As she spoke, three representatives of the Maricopa County Republicans paced behind a fence, trying to get the attention of journalists.
Jannell Soyster Buchhold, a member of the county party’s executive team, handed out press releases after Ward finished speaking.
In the press statement, county GOP Chair Linda Brickman said she refused to sign off and certify the L&A test on Wednesday over widely debunked concerns about the Dominion Voting System machines the county uses.
“I believe it is premature for any certification until the Maricopa County Board of Supervisors (BOS) addresses … all these reported irregularities and documented concerts over the Dominion Voting System,” she said.
Brickman went further than Ward in her requests, calling for interviewing all county election department staff about irregularities with the tabulation process, an audit to determine “legal votes” and a hand count of all ballots.
“Using hundreds of lawyers and investigators from both the County Attorney and Attorney General’s offices … is the only way for the (board of supervisors) to restore the integrity of the election voting process and the legitimate, legal votes cast by citizens of Maricopa County,” Brickman said in the written statement.
In a letter published Tuesday, Maricopa County Board of Supervisors Chair Clint Hickman said “evidence overwhelmingly shows the system used in Maricopa County is accurate and provided voters with a reliable election.”
“Board members listened to and considered many theories about the election results.
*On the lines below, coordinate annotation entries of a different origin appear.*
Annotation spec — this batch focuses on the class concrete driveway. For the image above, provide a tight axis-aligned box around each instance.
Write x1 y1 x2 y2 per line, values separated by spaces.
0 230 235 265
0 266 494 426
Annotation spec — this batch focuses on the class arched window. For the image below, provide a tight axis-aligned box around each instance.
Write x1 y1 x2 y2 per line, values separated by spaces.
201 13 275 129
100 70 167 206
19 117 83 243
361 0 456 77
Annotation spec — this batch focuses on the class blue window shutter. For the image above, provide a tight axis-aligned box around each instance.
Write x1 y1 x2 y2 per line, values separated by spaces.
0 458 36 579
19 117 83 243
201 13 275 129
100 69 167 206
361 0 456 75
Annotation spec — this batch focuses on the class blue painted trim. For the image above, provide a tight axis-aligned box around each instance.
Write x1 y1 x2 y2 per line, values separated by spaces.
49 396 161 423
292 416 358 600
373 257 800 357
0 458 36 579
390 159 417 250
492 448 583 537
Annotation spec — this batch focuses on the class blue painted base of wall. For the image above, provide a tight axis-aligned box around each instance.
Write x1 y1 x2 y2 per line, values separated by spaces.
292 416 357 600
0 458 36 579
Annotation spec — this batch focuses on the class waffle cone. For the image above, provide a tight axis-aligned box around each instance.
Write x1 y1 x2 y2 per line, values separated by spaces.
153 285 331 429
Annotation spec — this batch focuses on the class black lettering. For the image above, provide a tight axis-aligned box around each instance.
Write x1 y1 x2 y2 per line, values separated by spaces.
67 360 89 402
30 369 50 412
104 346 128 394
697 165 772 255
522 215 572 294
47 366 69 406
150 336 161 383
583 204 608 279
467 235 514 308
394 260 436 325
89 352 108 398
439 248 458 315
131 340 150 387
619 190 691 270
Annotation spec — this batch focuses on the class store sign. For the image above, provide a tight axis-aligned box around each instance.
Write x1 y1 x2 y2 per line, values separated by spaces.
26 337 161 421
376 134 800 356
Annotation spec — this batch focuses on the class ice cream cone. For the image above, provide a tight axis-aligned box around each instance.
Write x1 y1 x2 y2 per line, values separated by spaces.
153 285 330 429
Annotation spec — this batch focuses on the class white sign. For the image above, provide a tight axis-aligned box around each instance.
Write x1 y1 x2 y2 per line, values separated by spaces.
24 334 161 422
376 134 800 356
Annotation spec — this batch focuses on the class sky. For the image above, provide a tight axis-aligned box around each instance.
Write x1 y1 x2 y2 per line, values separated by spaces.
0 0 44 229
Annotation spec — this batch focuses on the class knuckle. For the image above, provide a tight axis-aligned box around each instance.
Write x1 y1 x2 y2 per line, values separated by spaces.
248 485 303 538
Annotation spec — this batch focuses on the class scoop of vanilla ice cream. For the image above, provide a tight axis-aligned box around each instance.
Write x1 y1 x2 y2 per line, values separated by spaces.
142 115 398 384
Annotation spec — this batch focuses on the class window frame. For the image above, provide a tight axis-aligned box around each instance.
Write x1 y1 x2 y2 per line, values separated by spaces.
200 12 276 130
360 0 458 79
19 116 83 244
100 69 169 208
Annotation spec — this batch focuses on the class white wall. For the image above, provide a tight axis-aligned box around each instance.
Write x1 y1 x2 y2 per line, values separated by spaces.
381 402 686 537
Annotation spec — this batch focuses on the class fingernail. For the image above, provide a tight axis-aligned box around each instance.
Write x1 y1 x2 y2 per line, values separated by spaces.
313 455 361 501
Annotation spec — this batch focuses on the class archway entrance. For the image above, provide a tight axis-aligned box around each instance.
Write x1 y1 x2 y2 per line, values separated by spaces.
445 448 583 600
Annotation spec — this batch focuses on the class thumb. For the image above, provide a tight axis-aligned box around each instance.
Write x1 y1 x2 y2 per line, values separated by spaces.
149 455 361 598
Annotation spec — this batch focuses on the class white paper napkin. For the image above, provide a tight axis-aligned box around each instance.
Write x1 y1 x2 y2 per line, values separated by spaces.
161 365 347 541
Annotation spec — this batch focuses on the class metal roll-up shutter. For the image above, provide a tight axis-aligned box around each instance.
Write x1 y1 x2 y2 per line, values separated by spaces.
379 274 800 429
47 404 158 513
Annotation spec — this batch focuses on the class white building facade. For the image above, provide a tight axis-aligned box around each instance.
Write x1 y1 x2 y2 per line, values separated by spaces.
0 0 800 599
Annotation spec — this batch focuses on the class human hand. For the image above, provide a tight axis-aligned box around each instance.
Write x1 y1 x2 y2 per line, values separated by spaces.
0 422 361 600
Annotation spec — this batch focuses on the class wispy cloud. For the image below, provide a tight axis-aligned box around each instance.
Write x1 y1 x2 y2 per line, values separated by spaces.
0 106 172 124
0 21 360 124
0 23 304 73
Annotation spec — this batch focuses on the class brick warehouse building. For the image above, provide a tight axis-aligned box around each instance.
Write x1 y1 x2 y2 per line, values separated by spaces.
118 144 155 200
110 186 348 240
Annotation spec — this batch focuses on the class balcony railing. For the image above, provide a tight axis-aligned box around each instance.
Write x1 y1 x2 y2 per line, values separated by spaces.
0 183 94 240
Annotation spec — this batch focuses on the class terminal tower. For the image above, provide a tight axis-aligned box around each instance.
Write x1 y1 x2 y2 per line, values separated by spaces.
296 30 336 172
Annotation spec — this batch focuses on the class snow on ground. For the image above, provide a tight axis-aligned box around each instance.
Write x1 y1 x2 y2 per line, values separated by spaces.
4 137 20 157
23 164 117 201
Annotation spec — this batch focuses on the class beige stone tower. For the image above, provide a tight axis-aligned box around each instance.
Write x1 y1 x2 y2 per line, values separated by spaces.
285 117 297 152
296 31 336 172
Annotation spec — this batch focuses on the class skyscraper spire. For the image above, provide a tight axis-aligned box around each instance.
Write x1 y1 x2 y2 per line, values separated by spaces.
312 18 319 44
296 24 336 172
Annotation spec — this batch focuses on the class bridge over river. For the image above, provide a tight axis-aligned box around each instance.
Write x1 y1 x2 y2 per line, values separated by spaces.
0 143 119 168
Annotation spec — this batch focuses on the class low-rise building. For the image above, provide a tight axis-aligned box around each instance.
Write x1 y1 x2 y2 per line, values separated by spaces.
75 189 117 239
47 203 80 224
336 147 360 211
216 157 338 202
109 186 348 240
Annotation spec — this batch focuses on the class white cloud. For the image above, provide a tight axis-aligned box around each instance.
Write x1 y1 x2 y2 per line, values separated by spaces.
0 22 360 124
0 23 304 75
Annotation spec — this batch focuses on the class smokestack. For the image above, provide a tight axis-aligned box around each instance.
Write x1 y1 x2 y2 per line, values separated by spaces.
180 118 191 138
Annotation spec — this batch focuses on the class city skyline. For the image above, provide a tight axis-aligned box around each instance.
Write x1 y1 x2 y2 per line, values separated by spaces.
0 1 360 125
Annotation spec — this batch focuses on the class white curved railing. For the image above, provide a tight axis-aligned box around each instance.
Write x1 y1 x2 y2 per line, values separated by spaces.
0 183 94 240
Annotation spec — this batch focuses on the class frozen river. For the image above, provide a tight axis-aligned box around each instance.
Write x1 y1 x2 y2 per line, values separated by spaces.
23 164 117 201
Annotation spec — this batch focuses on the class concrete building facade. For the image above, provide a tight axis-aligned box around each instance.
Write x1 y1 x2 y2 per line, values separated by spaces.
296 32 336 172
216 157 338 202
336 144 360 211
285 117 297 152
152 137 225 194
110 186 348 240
We asked, and continue to ask, critical questions of County staff and none of these theories have proven true or raised the possibility the outcome of the election would be different,” Hickman said. “It is time to dial back the rhetoric, rumors, and false claims.”
Arizona law does allow for a hand recount under certain thresholds, but they are rare.
State law requires counties to canvass their elections by Nov. 23.
Scottsdale resident Bill, who preferred to withhold his last name from publication due to concerns of being targeted for his opinions on the election, supports a hand recount as well. He stood on Wednesday morning outside the county elections building, where hundreds of Trump supporters, including conspiracy theorists, have gathered to protest what they perceive as election fraud.
He played a drum and chanted, “Audit the vote!” “What are you hiding?” and “Stop the steal!”
Bill said he believes a “multi-channel corruption” scheme took place in Arizona to “manipulate the count.” While the voting infrastructure and procedures in Arizona haven’t changed in recent elections, he believes the 2020 General Election was targeted by bad actors.
“Criminals rob the bank when the money is there. The stakes weren’t there (before),” he said.
He said the demands of the Republicans and Trump supporters who have gathered for two tweeks to protest election outcomes were reasonable.
“People are not demanding crazy stuff,” he said. “One of the most important things is to restore confidence in the system through a thorough hand count with very involved bipartisan observers. It may take a bit of time, but the unity that results will be well worth it.”
Republicans also demanded a hand recount in Georgia, which was completed late Wednesday and the results of which will be made public Thursday. However, it hasn’t produced unity: Although Trump gained votes on Biden in that state, Biden is still expected to be the victor.
Trump on Wednesday tweeted that the recount was “a joke,” and Republicans derided it, continuing to insist that Trump only lost because of fraud.